There have been some recent changes to the ever-complicated rules governing goodwill, fair value, impairment testing. Previously, an entity which recorded goodwill as part of a transaction was required to test the goodwill for impairment at least annually. The test consists of two parts, the first of which is comparing the current fair value of the reporting unit, in which the goodwill is recorded, to the carrying value of the reporting unit. This step requires the valuation of the reporting unit.
When the fair value of the reporting unit is less than the carrying value, the impairment of goodwill is presumed and the second phase of the impairment test is undertaken. The second phase requires what amounts to a new purchase accounting analysis. The current fair value of the reporting unit is allocated among its assets and liabilities to determine the residual goodwill value. An impairment loss is recognized when the carrying value of goodwill exceeds the newly determined residual goodwill value.

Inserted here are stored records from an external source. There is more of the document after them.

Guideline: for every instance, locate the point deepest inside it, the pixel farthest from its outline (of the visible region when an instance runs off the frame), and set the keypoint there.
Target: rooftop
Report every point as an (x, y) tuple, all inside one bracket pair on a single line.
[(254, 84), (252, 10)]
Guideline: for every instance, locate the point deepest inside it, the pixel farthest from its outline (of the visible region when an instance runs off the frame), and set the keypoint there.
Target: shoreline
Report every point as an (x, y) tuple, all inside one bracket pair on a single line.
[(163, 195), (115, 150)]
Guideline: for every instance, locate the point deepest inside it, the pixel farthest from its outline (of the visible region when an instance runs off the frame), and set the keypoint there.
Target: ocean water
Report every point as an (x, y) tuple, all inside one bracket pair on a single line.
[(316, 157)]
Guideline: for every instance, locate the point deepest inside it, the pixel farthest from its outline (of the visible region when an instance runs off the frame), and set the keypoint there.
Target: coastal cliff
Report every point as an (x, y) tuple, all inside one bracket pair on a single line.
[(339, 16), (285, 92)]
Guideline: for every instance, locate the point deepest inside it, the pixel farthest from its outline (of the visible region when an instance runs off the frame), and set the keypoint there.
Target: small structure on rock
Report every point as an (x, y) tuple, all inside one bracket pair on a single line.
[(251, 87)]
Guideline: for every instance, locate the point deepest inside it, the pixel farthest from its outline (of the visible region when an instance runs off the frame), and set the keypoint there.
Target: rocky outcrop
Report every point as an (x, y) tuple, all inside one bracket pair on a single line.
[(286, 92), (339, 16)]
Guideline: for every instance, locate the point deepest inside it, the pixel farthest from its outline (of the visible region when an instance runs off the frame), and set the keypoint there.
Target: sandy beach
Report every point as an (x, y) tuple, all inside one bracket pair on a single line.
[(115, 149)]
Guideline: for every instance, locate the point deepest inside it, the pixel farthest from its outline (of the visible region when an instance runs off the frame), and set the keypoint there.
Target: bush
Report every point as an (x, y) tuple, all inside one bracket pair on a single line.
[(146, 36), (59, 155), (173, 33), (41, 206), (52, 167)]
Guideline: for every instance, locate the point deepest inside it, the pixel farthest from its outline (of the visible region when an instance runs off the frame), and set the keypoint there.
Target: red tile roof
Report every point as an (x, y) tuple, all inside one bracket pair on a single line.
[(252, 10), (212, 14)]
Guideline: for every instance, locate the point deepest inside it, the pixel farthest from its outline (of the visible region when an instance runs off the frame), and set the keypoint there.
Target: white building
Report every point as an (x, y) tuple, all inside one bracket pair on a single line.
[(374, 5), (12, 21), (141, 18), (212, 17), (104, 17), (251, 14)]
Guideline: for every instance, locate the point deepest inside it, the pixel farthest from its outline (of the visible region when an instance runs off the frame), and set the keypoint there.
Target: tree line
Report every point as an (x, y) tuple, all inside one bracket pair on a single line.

The amendments in the Update allow the consideration of qualitative factors to determine whether the two-step quantitative goodwill impairment test is necessary. Now, an entity will be required to calculate the fair value of a reporting unit only if it determines, based on a qualitative assessment, that it is more likely than not that its fair value is less than its carrying amount. The amendments include a number of events and circumstances to be considered in conducting the qualitative assessment.
Examples of such events and circumstances include the following (there may be others):
- Macroeconomic conditions such as a deterioration in general economic conditions, limitations on accessing capital, fluctuations in foreign exchange rates, or other developments in equity and credit markets;
- Industry and market considerations such as a deterioration in the environment in which an entity operates, an increased competitive environment, a decline in market-dependent multiples or metrics (consider in both absolute terms and relative to peers), a change in the market for an entity’s product or services, or a regulatory or political development;
- Cost factors such as increase in raw materials, labor, or other cost that have a negative effect on earnings and cash flows;
- Overall financial performance such as negative or declining cash flow or a decline in actual or planned revenue or earnings compared with actual and projected results of relevant prior periods;
- Other relevant entity-specific events such as changes in management, key personnel, strategy, or customers; contemplation of bankruptcy; or litigation;
- If applicable, a sustained decrease in share price (consider in both absolute terms and relative to peers).
One of the stated purposes for the Update is to reduce the costs to comply with fair value accounting, as it relates to goodwill impairment. The previous two-step process is costly from a pure dollars cost standpoint, as well as, from a time-invested perspective. Even in the circumstance where only the phase one test is required, the cost and time requirement is great. The addition of the qualitative step into the impairment test should simplify the process of the impairment test.
The qualitative assessment will likely be more cost-effective for reporting units whose fair value was substantially greater than its carrying amount in the prior period. However, the smaller the historical “cushion” in a reporting unit’s Step 1 analysis, the less meaningful this qualitative assessment will be.
The FASB noted that the more time that has elapsed since a recent fair value (Step 1) calculation, the more difficult it may be to support a conclusion based solely on a qualitative assessment. Companies will likely need to prepare documentation supporting these considerations, which may potentially include supporting quantitative information, in order to provide external auditors with sufficient audit evidence of the qualitative factors.
The economic conditions of the past few years have resulted in staggering impairments of goodwill. In addition, considering the continuation of a weak economic climate, many companies may likely trigger one or more of the qualitative factors set forth in the standard, thus requiring the traditional two-step test to be performed.
The FASB acknowledged that a longer-term project to further evaluate the accounting for goodwill may be appropriate, and other alternative approaches, including amortization and direct write off, may replace the current practice as convergence efforts continue.